Overview of CMS Payment Issues During Cyberattack

Background of the Study

A recent study published in Health Affairs reveals that the Centers for Medicare & Medicaid Services (CMS) overcompensated numerous hospitals during a relief program following the Change Healthcare cyberattack last year. The research indicates that while the federal government allocated $3.3 billion to Medicare providers in early 2024, many hospitals received payments that surpassed their actual Medicare revenue losses during the initial six weeks of the cyberattack. Additionally, over 300 hospitals, mostly small and rural, did not participate in the relief program despite experiencing similar financial hardships.

Impact of the Cyberattack

The Change Healthcare cyberattack represented a significant disruption to the healthcare sector, which is frequently targeted by cybercriminals. It resulted in the exposure of data belonging to more than 192 million individuals, marking it as the largest healthcare data breach reported to federal authorities. The attack severely disrupted healthcare operations in early 2024, affecting critical administrative tasks such as claims processing, eligibility verification, prior authorization, and prescription fulfillment. Consequently, many healthcare providers struggled to submit claims and receive payments for their services.

CMS Relief Program Details

To mitigate the financial strain caused by the cyberattack, the CMS introduced a relief program allowing Medicare providers to request advanced payments. Providers received a one-time payment equivalent to 30 days of their average Medicare reimbursement, which could be reduced if requested. Notably, these payments were not adjusted based on the severity of the disruption, and the CMS later recouped these funds without imposing interest charges. According to the study, hospitals accounted for more than two-thirds of the total payments from the CMS, while physicians received nearly 19%.

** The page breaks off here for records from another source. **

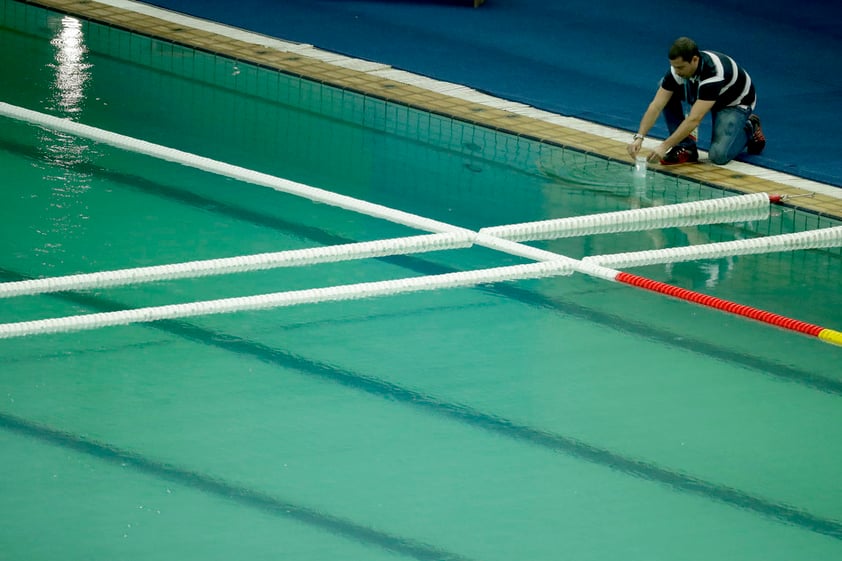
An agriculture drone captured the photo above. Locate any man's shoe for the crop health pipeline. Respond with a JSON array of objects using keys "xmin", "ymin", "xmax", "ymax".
[
  {"xmin": 746, "ymin": 114, "xmax": 766, "ymax": 155},
  {"xmin": 661, "ymin": 146, "xmax": 699, "ymax": 166}
]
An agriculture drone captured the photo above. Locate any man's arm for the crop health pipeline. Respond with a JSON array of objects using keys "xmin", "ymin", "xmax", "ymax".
[
  {"xmin": 626, "ymin": 88, "xmax": 672, "ymax": 158},
  {"xmin": 649, "ymin": 99, "xmax": 716, "ymax": 161}
]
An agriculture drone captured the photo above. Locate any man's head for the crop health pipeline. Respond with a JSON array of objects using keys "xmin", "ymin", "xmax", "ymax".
[{"xmin": 669, "ymin": 37, "xmax": 700, "ymax": 78}]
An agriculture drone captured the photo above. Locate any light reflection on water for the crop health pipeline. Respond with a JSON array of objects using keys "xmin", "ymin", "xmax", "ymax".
[{"xmin": 33, "ymin": 16, "xmax": 93, "ymax": 270}]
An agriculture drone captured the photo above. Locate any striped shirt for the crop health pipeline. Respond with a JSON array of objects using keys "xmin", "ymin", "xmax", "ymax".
[{"xmin": 661, "ymin": 51, "xmax": 757, "ymax": 111}]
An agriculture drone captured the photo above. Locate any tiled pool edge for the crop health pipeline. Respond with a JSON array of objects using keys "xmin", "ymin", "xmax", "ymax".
[{"xmin": 17, "ymin": 0, "xmax": 842, "ymax": 220}]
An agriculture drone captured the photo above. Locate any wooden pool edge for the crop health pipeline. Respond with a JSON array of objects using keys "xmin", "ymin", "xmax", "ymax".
[{"xmin": 17, "ymin": 0, "xmax": 842, "ymax": 220}]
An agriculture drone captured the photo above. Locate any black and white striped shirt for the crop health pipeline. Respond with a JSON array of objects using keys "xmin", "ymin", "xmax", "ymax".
[{"xmin": 661, "ymin": 51, "xmax": 757, "ymax": 111}]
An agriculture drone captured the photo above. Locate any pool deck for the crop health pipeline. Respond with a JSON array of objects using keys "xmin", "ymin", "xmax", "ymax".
[{"xmin": 16, "ymin": 0, "xmax": 842, "ymax": 219}]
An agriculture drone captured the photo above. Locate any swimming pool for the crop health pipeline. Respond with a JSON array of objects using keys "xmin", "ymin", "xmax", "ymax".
[{"xmin": 0, "ymin": 2, "xmax": 842, "ymax": 559}]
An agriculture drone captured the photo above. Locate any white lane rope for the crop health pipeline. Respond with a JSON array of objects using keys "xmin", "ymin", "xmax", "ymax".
[
  {"xmin": 0, "ymin": 102, "xmax": 473, "ymax": 237},
  {"xmin": 0, "ymin": 232, "xmax": 475, "ymax": 298},
  {"xmin": 0, "ymin": 102, "xmax": 832, "ymax": 338},
  {"xmin": 480, "ymin": 193, "xmax": 770, "ymax": 242},
  {"xmin": 0, "ymin": 259, "xmax": 572, "ymax": 339},
  {"xmin": 582, "ymin": 226, "xmax": 842, "ymax": 269}
]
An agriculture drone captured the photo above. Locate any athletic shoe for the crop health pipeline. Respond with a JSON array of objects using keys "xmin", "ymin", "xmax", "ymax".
[
  {"xmin": 661, "ymin": 145, "xmax": 699, "ymax": 166},
  {"xmin": 746, "ymin": 114, "xmax": 766, "ymax": 154}
]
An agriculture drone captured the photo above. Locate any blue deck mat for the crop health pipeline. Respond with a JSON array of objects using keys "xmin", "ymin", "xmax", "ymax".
[{"xmin": 144, "ymin": 0, "xmax": 842, "ymax": 186}]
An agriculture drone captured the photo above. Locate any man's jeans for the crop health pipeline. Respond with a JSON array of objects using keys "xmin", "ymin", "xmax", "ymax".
[{"xmin": 664, "ymin": 95, "xmax": 753, "ymax": 165}]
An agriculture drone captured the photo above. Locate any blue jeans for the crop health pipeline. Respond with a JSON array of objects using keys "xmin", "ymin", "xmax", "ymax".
[{"xmin": 664, "ymin": 95, "xmax": 754, "ymax": 165}]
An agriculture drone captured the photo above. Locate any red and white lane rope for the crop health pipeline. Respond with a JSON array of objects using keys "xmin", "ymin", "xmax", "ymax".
[{"xmin": 0, "ymin": 102, "xmax": 842, "ymax": 345}]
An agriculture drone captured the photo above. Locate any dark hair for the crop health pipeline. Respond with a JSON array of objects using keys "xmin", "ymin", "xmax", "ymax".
[{"xmin": 669, "ymin": 37, "xmax": 701, "ymax": 62}]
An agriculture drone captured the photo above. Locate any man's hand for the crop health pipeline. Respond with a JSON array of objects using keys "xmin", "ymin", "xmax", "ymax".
[
  {"xmin": 626, "ymin": 136, "xmax": 643, "ymax": 158},
  {"xmin": 646, "ymin": 142, "xmax": 669, "ymax": 162}
]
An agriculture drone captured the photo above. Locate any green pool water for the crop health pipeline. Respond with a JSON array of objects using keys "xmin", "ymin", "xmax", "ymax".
[{"xmin": 0, "ymin": 0, "xmax": 842, "ymax": 561}]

Findings on Hospital Payments

The study found that most hospitals received more financial support than necessary to cover their losses. The median hospital reported a surplus of $314,302 from the relief program. However, approximately one-third of hospitals experienced revenue losses that exceeded the payments they received, while another one-third received payments of $1 million or more above their losses.

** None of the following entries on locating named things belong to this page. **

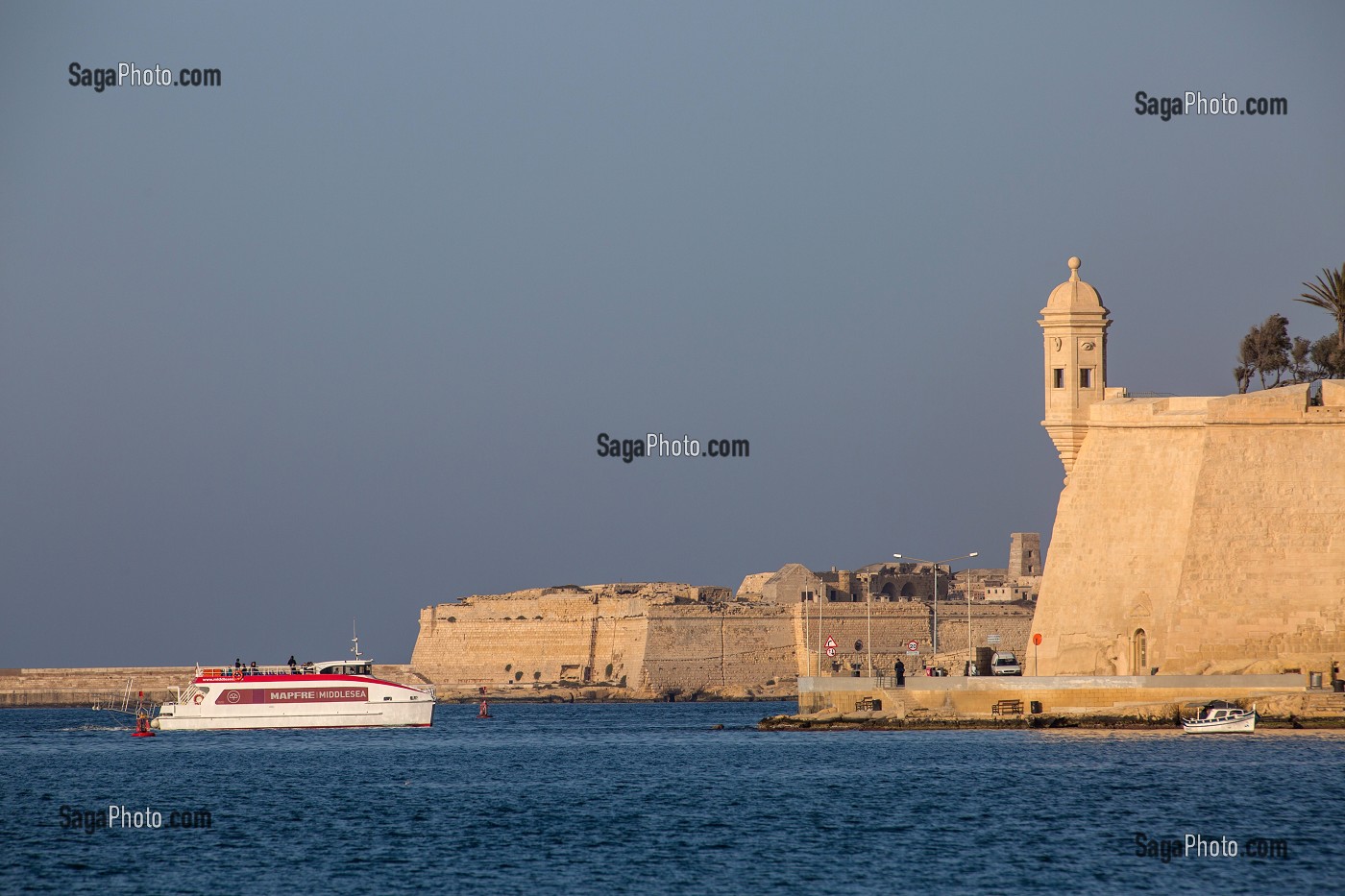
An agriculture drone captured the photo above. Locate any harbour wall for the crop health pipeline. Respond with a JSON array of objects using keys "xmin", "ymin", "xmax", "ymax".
[
  {"xmin": 799, "ymin": 674, "xmax": 1345, "ymax": 718},
  {"xmin": 1036, "ymin": 380, "xmax": 1345, "ymax": 679},
  {"xmin": 411, "ymin": 584, "xmax": 1032, "ymax": 699}
]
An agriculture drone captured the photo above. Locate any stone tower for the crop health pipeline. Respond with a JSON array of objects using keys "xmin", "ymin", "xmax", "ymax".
[
  {"xmin": 1009, "ymin": 531, "xmax": 1041, "ymax": 580},
  {"xmin": 1037, "ymin": 258, "xmax": 1111, "ymax": 483}
]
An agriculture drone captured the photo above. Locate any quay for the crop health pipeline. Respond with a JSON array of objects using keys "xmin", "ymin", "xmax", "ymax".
[{"xmin": 761, "ymin": 672, "xmax": 1345, "ymax": 729}]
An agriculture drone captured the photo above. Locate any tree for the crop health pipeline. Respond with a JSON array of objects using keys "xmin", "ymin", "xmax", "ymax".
[
  {"xmin": 1234, "ymin": 315, "xmax": 1294, "ymax": 393},
  {"xmin": 1294, "ymin": 264, "xmax": 1345, "ymax": 346}
]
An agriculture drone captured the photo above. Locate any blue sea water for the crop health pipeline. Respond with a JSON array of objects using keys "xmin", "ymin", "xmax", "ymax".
[{"xmin": 0, "ymin": 704, "xmax": 1345, "ymax": 896}]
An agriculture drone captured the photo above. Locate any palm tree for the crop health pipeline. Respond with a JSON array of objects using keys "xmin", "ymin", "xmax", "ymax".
[{"xmin": 1294, "ymin": 265, "xmax": 1345, "ymax": 346}]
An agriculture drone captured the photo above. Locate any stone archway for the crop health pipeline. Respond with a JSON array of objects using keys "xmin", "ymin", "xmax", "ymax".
[{"xmin": 1130, "ymin": 628, "xmax": 1149, "ymax": 675}]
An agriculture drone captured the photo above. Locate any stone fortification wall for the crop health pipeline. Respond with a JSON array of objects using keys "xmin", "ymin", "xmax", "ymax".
[
  {"xmin": 640, "ymin": 604, "xmax": 797, "ymax": 694},
  {"xmin": 796, "ymin": 601, "xmax": 1033, "ymax": 675},
  {"xmin": 411, "ymin": 591, "xmax": 648, "ymax": 685},
  {"xmin": 411, "ymin": 585, "xmax": 1030, "ymax": 697},
  {"xmin": 1036, "ymin": 382, "xmax": 1345, "ymax": 674}
]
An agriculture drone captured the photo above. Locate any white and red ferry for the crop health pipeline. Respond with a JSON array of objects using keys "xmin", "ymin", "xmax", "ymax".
[{"xmin": 149, "ymin": 638, "xmax": 434, "ymax": 731}]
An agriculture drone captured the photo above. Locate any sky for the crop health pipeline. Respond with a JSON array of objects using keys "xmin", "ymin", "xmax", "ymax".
[{"xmin": 0, "ymin": 0, "xmax": 1345, "ymax": 667}]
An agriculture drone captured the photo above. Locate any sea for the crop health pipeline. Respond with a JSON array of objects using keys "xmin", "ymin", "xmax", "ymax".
[{"xmin": 0, "ymin": 702, "xmax": 1345, "ymax": 896}]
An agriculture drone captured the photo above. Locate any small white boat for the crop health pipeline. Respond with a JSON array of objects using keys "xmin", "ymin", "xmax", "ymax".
[{"xmin": 1181, "ymin": 699, "xmax": 1257, "ymax": 735}]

Participation Discrepancies

The research highlighted that some hospitals opted not to participate in the relief program, even if they likely faced financial disruptions due to the cyberattack. The median hospital involved in the program experienced a 66% reduction in Medicare revenue compared to the same period in 2023. In contrast, non-participating hospitals reported similar Medicare revenue during the same timeframe. The study identified 312 hospitals that did not receive relief payments but experienced revenue disruptions equal to or exceeding the median of participating facilities. These hospitals were predominantly smaller, less likely to be nonprofit-owned or affiliated with a health system, and more frequently located in rural areas.

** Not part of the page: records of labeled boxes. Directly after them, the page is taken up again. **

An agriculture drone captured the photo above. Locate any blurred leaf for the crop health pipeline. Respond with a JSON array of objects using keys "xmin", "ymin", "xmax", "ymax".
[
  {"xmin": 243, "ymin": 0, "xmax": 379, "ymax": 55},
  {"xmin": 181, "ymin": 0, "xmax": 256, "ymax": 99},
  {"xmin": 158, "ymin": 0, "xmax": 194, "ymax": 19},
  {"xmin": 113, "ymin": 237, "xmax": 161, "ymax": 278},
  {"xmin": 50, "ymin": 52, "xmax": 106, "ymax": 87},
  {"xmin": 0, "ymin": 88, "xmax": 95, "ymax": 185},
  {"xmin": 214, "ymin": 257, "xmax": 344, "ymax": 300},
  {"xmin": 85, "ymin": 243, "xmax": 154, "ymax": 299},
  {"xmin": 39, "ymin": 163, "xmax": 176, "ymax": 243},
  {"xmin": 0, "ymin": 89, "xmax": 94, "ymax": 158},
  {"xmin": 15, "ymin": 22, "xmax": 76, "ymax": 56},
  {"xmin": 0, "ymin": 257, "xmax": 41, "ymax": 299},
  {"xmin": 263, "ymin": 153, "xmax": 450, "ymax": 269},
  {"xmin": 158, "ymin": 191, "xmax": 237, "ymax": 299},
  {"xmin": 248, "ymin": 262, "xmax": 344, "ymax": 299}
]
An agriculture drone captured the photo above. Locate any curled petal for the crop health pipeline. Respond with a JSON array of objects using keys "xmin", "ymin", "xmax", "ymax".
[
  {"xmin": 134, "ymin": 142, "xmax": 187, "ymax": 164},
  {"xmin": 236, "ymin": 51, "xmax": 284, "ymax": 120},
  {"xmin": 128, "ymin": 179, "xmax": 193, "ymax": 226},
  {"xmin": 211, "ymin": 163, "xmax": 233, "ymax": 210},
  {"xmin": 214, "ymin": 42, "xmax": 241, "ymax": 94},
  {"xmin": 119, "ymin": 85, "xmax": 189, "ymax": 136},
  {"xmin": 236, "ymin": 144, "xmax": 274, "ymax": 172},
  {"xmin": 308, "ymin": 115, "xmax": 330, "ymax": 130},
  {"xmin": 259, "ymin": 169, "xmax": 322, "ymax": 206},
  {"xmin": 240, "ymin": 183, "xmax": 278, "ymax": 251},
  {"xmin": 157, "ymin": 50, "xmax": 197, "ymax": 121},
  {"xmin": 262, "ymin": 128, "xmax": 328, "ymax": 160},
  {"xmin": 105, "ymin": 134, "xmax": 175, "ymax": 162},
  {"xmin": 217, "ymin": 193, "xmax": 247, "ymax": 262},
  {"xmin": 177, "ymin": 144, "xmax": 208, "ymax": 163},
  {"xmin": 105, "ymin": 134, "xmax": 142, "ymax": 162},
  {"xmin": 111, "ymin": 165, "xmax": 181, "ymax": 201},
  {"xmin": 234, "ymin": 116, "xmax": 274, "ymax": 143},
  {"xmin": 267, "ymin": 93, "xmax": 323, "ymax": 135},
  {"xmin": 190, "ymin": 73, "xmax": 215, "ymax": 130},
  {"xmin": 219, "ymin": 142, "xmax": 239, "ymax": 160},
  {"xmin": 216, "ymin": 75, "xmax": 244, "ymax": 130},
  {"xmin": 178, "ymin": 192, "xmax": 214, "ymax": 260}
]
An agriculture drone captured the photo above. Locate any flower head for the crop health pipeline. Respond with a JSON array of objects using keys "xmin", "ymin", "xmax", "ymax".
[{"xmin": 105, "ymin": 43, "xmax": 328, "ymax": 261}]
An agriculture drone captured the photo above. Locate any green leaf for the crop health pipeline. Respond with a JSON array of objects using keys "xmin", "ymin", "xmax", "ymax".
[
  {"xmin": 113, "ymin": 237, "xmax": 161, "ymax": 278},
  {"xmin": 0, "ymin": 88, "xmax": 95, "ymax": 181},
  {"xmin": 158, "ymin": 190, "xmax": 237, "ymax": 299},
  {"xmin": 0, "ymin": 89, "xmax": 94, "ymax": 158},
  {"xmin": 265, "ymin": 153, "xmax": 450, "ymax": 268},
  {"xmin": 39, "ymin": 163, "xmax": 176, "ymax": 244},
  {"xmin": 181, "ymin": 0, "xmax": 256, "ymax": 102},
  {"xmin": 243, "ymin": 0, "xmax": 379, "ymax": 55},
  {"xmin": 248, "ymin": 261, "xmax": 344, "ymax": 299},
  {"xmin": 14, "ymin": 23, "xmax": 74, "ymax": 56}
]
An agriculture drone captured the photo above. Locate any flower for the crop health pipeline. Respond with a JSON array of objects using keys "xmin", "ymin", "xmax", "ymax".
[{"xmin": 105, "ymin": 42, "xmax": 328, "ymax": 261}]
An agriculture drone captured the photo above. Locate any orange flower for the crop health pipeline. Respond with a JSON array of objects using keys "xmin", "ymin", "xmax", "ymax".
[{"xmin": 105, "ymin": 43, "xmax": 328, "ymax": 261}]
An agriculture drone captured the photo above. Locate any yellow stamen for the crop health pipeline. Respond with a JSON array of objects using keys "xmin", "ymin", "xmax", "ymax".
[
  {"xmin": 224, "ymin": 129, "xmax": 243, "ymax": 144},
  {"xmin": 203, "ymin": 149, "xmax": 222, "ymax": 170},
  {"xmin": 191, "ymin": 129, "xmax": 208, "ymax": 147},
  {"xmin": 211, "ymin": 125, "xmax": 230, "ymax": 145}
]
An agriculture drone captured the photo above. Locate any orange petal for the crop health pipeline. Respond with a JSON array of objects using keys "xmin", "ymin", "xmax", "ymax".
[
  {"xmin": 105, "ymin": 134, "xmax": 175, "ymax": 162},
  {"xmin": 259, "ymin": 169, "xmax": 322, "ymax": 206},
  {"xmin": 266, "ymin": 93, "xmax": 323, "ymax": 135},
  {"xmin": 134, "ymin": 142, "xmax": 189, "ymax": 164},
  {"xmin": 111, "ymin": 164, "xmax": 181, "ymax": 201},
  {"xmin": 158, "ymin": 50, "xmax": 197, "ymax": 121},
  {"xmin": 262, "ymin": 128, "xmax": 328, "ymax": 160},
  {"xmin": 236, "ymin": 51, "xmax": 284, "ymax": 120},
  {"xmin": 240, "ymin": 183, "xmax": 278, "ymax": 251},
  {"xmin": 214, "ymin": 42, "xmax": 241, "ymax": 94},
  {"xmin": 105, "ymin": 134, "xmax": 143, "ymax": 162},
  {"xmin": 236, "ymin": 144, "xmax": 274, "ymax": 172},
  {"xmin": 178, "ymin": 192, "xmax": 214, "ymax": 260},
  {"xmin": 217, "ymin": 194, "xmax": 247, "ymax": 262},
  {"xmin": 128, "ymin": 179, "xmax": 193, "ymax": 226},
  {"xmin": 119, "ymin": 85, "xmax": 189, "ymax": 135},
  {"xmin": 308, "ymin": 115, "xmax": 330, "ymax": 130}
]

Recommendations for Future Relief Programs

The researchers suggested that the CMS could enhance future provider relief programs. They recommended reducing payments to address the issue of overpayment, while simultaneously providing additional support for providers facing severe disruptions. The study emphasized the necessity of effective outreach to providers if the CMS continues with an opt-in strategy for relief payments. “This approach is appealing because of its ability to target relief payments to providers attesting to their need, but we found strong evidence that many hospitals experiencing revenue disruptions during the Change Healthcare cyberattack did not receive [Change Healthcare/Optum Payment Disruption] program relief payments,” the researchers concluded.